Looking at the Western Digital site for SMART error codes

It appears to indicate that the drive is bad. I don't know for sure if those codes for Western Digital only or for all drive makes.


----------



## thehiguy (Jul 16, 2008)

The crazy thing is I've been telling Tivo that my unit seems to be having a HD issue, but they insisted that it was a software issue and that the new release of 9.4 should fix that. 

Well it didn't and now my Tivo is out of waranty. Why they didn't walk me through Kickstart 54 in the first place is beyond me.

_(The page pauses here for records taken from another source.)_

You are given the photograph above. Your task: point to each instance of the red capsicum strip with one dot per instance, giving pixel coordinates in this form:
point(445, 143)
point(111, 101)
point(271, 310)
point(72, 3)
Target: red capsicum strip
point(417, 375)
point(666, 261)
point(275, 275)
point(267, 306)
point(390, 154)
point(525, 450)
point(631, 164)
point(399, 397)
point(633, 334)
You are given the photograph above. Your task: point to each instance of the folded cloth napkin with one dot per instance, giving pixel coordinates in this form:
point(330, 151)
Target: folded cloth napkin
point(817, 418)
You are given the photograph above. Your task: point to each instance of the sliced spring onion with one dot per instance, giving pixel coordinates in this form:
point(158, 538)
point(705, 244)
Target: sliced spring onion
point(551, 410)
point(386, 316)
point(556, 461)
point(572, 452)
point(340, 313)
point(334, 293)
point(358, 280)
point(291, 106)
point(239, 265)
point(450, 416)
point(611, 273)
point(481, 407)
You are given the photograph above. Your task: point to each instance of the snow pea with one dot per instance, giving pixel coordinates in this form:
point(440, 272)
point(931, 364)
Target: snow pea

Thanks. (and that link also tells me what S.M.A.R.T stands for - something that Tivo couldn't)


----------



## sinanju (Jan 3, 2005)

thehiguy said:


> Well it didn't and now my Tivo is out of waranty. Why they didn't walk me through Kickstart 54 in the first place is beyond me.


Kickstart codes have been around a while, but I don't recall seeing "54" and the S.M.A.R.T tests before 9.4


----------



## Zathrus (Nov 6, 2002)

I got a Fail 7 on the extended test as well. TiVo support says they don't know, other than "it's not good". I didn't speak to level 2 support this time though.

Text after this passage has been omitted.